Ses beaux discours me filent la migraine. J'ai juste envie de dormir. mais ma vue est toujours aussi bizarre. Ça m'inquiète.

- Mes... yeux... bizarres.

- Oui, il te faudra un temps d'adaptation. Ton œil droit a été percuté par une structure métallique. Pour te le dire en toute franchise, c'était de la bouillie. J'ai fait ce que j'ai pu, mais le mieux était quand même de te le retirer. Il te restait un peu de nerf optique en bon état. Je t'ai donc implanté une prothèse.

- Prothèse ? Attendez, je veux comprendre. Il m'arrive quoi là ?

Cette fois, je ne dors plus du tout. Et je comprends tout ce qu'elle me dit. Je suis en plein cauchemar.

- Eden, calme-toi. Tu es convalescent. Je te laisse faire une sieste et je t'expliquerai tout à ton réveil. On va te faire une injection, ça va t'aider à dormir. Je sais que tu ne maîtrises pas encore ton nouvel œil, mais ça va aller, tu apprendras très vite à faire la mise au point. Un chimpanzé y est parvenu l'année dernière. Tu y arriveras. Courage.

J'emporte dans mon sommeil la danse de ses lèvres et de sa voix chantante, je ne lutte pas bien longtemps car l'injection est plus forte que ma volonté.

* * *

Lorsque je me réveille, je vois la pièce en vert. Tout est vert et noir. La table de chevet à côté de moi. La porte. Elle s'ouvre, et le Dr Jones allume la lumière. Au bout de quelques secondes, les couleurs reviennent à la normal.

- Ah ! Bien ! Tu es passé de la vision nocturne à la vision diurne ! Bien joué ! Tu apprends plus vite que le chimpanzé.
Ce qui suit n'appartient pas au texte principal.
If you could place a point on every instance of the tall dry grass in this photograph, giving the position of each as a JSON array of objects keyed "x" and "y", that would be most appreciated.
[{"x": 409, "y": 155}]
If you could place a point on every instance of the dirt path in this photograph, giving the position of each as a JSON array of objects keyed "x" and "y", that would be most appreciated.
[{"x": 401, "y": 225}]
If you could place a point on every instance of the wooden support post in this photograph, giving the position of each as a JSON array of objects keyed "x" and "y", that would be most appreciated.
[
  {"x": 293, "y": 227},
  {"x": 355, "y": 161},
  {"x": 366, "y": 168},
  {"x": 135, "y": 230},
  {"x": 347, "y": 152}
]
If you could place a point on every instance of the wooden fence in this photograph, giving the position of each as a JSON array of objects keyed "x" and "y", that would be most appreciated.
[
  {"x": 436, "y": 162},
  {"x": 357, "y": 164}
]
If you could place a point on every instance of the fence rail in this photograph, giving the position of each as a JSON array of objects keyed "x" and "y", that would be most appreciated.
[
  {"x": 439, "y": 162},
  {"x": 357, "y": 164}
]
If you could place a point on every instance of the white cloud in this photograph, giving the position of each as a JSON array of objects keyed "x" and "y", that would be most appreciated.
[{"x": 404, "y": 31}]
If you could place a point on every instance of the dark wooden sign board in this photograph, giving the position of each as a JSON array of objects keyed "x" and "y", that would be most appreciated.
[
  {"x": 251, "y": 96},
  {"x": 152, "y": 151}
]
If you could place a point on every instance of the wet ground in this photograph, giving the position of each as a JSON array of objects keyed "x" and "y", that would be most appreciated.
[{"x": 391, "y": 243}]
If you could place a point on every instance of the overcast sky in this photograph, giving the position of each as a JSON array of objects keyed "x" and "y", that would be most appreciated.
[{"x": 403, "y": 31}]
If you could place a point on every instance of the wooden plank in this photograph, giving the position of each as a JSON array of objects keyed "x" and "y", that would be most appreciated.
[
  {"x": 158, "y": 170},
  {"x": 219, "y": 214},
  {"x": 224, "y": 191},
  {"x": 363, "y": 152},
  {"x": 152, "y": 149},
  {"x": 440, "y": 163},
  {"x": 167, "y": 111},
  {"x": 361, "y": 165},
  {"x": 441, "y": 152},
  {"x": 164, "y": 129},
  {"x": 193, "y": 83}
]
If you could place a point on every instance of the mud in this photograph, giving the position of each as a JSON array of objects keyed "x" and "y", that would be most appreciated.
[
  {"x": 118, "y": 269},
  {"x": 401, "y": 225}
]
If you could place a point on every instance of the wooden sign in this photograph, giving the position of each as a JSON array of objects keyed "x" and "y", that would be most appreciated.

- Dr Jones ? C'est bien ça ? Je me rappelle quand vous m'avez trouvé. J'ai l'impression que c'était dans une autre vie.

- Oui, ça l'était réellement je crois. Le monde n'existe plus. Tout est brûlé dehors. Depuis six mois, nous envoyons des drones pour parcourir tous les continents, et nous ne trouvons aucune forme de vie. Nous sommes seuls, et l'extérieur est très hostile. Il nous faut un masque filtrant pour respirer. Enfin, on peut s'en passer, mais c'est épuisant car l'air est rempli de particules et pauvre en oxygène. Entre ces murs on est à l'aise, on a installé des filtres dans les conduites d'aération. Le manque d'oxygène nous empêche de trop nous agiter, mais au moins on est débarrassés des particules. Eh puis, tout ça évolue, la qualité de l'air a déjà commencé à s'améliorer depuis les explosions nucléaires. Il faut juste de la patience.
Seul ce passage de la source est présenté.